1. Anastasia Is a Lying Liar
Can you imagine what would happen if we got to poke around in Christian Grey’s head and it was revealed that Anastasia is the twisted one? A spectacular plot twist: It’s Anastasia who has manipulated Christian in unfathomable ways. His version of events will set the record straight: He is a nice guy who was minding his own business, enjoying vanilla sex and then, boom, Anastasia and her crazy boudoir games came along and sullied the poor man’s inhibitions.

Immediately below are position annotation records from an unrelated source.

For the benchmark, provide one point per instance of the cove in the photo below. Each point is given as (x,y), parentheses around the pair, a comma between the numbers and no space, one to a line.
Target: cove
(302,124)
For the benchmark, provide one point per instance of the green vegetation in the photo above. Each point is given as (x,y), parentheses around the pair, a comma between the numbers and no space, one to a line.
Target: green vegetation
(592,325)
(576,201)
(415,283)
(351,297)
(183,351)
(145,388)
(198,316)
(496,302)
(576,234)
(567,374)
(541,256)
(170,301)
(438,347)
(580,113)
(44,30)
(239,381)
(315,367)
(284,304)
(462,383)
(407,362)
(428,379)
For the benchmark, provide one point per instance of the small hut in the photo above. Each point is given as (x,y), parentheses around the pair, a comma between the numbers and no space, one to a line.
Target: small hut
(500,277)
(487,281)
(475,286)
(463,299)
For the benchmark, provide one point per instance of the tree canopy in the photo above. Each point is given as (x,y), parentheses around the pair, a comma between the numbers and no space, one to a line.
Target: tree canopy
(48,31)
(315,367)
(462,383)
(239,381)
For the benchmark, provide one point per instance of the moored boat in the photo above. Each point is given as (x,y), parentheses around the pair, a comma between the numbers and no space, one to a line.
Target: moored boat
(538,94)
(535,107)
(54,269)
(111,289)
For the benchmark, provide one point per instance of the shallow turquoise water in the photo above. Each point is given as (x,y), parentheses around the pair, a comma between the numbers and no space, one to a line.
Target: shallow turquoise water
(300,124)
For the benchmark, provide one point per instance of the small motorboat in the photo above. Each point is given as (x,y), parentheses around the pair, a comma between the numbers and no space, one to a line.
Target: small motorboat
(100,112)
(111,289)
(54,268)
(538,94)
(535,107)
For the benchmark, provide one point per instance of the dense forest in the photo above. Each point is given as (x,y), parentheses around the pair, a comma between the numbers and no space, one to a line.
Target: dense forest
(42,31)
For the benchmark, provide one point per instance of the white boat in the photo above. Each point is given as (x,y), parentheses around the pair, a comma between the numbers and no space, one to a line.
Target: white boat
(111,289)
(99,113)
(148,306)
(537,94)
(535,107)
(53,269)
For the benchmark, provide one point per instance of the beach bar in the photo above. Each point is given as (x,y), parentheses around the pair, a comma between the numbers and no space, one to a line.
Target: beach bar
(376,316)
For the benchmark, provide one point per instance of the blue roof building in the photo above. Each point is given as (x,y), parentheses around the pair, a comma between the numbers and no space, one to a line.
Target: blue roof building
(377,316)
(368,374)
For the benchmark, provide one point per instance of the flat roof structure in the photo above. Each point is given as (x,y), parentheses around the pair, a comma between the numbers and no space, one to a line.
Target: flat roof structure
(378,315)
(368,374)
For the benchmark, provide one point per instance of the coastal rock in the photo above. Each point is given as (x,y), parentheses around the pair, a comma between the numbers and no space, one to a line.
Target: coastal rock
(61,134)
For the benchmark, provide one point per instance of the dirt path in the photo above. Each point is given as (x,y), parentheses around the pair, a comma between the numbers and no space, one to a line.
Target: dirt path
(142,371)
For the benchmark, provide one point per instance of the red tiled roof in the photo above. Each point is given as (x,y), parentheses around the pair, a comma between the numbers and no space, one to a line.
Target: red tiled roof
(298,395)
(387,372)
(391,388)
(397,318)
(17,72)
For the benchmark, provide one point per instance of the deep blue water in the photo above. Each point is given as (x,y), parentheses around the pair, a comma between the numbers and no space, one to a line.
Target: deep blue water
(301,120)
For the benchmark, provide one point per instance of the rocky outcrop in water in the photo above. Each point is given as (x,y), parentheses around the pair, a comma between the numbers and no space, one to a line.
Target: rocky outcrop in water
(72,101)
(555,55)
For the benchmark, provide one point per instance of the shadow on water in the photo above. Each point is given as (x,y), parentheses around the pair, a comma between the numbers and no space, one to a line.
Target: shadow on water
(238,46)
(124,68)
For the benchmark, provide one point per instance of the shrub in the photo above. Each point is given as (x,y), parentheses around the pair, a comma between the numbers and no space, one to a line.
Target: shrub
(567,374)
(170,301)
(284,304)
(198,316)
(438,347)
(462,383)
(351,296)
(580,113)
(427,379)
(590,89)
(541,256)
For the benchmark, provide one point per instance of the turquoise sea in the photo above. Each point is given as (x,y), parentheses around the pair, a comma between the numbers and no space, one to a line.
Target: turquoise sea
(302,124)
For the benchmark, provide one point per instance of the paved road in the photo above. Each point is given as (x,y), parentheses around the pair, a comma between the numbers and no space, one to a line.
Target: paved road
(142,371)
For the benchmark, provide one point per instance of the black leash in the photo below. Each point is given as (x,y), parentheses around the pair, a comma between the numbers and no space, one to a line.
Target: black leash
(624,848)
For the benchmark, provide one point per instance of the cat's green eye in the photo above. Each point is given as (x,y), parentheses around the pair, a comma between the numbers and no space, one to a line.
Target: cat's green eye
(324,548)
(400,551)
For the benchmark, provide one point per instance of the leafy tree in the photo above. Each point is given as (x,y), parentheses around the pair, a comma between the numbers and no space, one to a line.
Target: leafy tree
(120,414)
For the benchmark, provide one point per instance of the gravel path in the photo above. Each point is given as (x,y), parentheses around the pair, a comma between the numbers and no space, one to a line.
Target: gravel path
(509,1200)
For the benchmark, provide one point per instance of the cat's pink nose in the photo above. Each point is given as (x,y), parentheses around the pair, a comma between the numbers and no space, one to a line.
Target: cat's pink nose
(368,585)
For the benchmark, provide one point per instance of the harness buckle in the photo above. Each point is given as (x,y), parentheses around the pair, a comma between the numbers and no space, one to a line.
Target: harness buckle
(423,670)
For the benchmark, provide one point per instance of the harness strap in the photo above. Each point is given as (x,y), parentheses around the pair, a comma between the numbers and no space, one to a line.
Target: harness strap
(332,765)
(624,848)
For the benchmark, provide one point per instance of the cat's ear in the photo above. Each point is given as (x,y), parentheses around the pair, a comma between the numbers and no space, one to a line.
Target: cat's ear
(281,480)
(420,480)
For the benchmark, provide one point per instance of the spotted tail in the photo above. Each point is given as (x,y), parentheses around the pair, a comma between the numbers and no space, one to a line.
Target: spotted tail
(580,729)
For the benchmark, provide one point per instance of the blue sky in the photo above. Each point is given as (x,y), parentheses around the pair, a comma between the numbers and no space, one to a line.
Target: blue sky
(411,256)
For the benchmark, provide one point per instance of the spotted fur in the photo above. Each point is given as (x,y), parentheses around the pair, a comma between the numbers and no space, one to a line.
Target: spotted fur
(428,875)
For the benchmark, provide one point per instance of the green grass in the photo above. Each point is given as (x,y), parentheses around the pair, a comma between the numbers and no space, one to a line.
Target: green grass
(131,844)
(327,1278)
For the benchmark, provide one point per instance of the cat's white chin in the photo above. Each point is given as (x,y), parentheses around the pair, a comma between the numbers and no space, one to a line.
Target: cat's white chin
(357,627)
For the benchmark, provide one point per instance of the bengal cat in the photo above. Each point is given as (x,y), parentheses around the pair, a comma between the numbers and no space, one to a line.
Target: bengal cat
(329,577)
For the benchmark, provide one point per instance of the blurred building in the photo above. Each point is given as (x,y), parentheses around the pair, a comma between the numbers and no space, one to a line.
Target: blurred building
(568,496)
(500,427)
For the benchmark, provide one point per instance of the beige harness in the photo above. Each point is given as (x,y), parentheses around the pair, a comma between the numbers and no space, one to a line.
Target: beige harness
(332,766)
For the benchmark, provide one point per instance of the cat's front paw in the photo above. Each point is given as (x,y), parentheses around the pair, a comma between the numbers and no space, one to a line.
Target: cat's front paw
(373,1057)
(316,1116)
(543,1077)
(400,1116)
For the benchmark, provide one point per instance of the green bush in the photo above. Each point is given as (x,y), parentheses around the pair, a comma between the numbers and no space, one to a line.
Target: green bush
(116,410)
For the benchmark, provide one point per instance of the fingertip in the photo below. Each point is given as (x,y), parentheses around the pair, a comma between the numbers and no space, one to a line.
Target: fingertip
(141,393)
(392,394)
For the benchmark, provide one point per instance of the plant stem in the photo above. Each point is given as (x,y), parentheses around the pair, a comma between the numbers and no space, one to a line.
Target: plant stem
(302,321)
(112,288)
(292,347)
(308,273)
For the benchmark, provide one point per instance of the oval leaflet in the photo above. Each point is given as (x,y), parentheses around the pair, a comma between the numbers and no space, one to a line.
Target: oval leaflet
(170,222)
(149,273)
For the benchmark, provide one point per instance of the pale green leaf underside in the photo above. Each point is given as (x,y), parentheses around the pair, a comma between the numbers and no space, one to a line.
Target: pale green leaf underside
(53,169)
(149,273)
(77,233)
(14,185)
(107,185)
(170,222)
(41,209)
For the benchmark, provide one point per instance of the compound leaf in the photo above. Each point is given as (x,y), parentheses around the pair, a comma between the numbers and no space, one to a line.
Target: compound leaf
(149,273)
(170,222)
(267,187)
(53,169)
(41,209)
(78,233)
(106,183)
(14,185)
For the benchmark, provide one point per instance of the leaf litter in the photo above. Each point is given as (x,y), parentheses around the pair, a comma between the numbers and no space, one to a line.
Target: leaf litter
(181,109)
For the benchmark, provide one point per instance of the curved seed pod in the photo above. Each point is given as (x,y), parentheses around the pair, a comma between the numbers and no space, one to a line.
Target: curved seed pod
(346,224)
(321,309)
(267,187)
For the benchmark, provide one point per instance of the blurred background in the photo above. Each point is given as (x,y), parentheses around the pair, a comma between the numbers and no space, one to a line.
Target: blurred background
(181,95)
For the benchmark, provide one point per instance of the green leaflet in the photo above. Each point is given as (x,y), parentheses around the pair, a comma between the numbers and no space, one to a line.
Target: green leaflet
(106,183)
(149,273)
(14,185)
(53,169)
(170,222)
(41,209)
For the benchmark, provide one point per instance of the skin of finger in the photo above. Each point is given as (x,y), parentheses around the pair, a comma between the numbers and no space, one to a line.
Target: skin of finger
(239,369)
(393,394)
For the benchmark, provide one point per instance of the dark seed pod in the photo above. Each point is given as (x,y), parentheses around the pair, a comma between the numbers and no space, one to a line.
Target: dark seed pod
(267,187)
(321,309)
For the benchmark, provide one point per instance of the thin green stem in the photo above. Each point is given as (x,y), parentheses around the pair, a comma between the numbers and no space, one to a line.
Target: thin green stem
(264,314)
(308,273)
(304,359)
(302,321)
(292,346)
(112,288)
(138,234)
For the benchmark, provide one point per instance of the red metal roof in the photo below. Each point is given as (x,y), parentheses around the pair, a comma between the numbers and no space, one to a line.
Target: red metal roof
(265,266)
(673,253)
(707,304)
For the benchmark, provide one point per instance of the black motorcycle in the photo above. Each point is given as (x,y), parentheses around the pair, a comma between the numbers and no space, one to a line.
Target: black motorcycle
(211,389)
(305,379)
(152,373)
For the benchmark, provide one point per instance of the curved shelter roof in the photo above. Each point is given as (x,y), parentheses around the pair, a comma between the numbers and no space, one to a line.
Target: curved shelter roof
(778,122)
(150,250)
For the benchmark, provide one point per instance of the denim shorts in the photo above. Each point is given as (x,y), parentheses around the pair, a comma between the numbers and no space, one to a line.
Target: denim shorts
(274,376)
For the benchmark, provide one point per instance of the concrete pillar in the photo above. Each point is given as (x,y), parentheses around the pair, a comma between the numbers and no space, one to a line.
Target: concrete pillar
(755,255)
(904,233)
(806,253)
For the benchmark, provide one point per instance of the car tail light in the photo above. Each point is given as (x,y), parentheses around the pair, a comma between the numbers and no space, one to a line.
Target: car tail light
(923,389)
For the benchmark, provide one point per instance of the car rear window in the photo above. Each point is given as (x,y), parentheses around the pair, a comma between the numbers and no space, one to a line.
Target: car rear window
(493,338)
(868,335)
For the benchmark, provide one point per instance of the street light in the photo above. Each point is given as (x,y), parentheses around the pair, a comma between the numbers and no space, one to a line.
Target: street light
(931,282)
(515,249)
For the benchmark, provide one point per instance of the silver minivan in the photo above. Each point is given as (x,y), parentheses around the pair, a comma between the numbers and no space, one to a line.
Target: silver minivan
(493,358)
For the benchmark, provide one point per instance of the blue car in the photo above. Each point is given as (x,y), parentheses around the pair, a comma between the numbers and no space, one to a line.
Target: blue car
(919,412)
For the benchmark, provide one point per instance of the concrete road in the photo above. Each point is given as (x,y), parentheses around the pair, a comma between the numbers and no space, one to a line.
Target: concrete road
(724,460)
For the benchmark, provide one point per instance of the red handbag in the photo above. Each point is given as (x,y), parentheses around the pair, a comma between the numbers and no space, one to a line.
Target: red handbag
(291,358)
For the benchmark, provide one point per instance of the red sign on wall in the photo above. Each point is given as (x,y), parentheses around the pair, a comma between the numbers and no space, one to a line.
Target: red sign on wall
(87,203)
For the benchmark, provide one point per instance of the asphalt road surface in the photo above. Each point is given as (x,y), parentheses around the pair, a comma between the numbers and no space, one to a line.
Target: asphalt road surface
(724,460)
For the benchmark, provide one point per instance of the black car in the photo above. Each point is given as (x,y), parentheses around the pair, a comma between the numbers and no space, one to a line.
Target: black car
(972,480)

2. Midlife Crisis Plot Twist
What if it turns out that Christian Grey and Anastasia are actually middle-aged married suburbanites, and Christian has imagined the entire first three books? So there he is, going through life developing a beer gut, watching football on Sundays, listening to his wife bitch about the PTA bake sale, and grumbling that the neighbors’ damn shih tzu won’t stop crapping on his front lawn—and then he has a midlife crisis. He imagines this insane world of power and sex so disturbing and yet so tantalizing that he retreats into his fantasies of whips and buckets of money.
3. Soap Opera Plot Twist
How absurdly perfect would it be if it turned out that Grey’s version of the story would reveal that he is really his dead twin brother, Brown, and Anastasia is really his twin brother’s wife, who will turn out to be suffering from amnesia? All that wild sex in the first three books will turn out to be fragmented memories from some implausible accident that no one saw coming. Also, Brown and Anastasia have a daughter together who will age from infant to semi-ageless twentysomething in roughly one chapter, and who will turn out to be the cause of the implausible accident.
One could only hope the James will turn this book into something interesting, but I have a feeling it will more likely be a pity party, painting Christian Grey as a hopeless emotional black hole who only someone like Anastasia can save. Right? Because that’s what sells.